I did not intend to be so dead. I had intended to be on here. I feel like I keep making excuses, but like, how do I put this? They’re the only reasons I have.
My job is a constant mental drain, even when I’m not tutoring (I have to be on call). I have to do all the chores because I’m the only one at home with enough time to do them. I’ve got some projects to run and participate in. I can’t stop feeling like I’m being watched, either, which is probably stupid but it still kills any desire to get online.
I think the worst thing is that my cat is dying. He’s going to be 18 in March and it shows. I have to watch my cat, which has become a difficult chore.
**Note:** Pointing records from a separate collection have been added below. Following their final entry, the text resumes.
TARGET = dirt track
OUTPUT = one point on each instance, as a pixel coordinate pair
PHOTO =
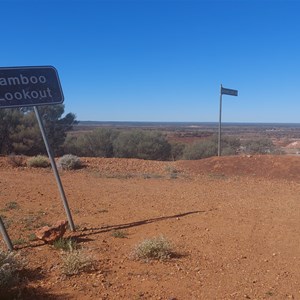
(234, 223)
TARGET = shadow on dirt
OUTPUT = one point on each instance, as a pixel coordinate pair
(22, 291)
(92, 231)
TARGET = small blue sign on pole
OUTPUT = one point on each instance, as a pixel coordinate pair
(29, 86)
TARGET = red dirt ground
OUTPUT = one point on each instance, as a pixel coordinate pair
(234, 223)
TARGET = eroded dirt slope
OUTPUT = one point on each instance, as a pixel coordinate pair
(234, 223)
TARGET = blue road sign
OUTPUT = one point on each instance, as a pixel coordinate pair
(29, 86)
(230, 92)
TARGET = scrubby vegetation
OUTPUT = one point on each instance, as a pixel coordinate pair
(69, 162)
(9, 266)
(259, 146)
(158, 248)
(20, 134)
(39, 161)
(76, 261)
(209, 147)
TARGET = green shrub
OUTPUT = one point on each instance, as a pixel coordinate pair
(98, 143)
(65, 244)
(158, 248)
(69, 162)
(39, 161)
(177, 150)
(209, 147)
(16, 160)
(151, 145)
(259, 146)
(76, 261)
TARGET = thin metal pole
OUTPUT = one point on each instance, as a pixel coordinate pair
(220, 117)
(5, 236)
(54, 168)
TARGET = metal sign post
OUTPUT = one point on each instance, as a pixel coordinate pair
(54, 168)
(5, 236)
(229, 92)
(33, 86)
(220, 122)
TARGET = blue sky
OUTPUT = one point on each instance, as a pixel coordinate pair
(162, 60)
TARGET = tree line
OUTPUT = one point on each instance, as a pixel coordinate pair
(20, 134)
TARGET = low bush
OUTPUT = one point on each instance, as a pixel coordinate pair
(75, 261)
(158, 248)
(9, 266)
(69, 162)
(150, 145)
(16, 160)
(209, 147)
(65, 244)
(259, 146)
(39, 161)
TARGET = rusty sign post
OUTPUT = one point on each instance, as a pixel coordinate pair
(33, 86)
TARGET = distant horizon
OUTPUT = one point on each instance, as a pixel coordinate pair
(163, 60)
(189, 122)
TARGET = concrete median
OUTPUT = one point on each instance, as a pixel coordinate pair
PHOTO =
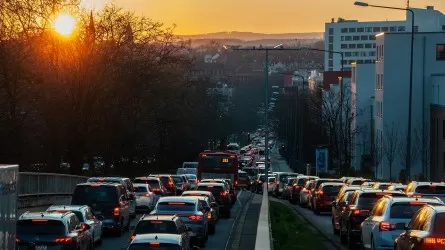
(264, 233)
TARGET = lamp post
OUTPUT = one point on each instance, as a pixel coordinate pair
(266, 94)
(410, 92)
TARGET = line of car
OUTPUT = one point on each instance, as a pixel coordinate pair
(107, 204)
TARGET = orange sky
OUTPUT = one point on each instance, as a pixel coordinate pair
(263, 16)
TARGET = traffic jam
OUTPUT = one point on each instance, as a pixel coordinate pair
(179, 211)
But even saying that, I don’t want to say goodbye. I got him when I was seven years old. I’m not ready to say goodbye. :’(
Still, thank you to everyone who continues to follow me. I hope that once the Christmas rush is over, I’ll be more active here. I hope I don’t let you down by saying that.
Update: circumstances regarding my cat have gotten worse. Right now my family is arguing when to put him down. He is dying, and we can’t stop it. I have cried my eyes out the last twenty hours. I had intended to get back on in the new year, but now I’m thinking it’s going to take until February for me to be in the mood to write again. I need time to mourn. I’ll understand if you all don’t want to wait around for me. I wish you all a Merry Christmas and a Happy New Year. This place is better with you all in it.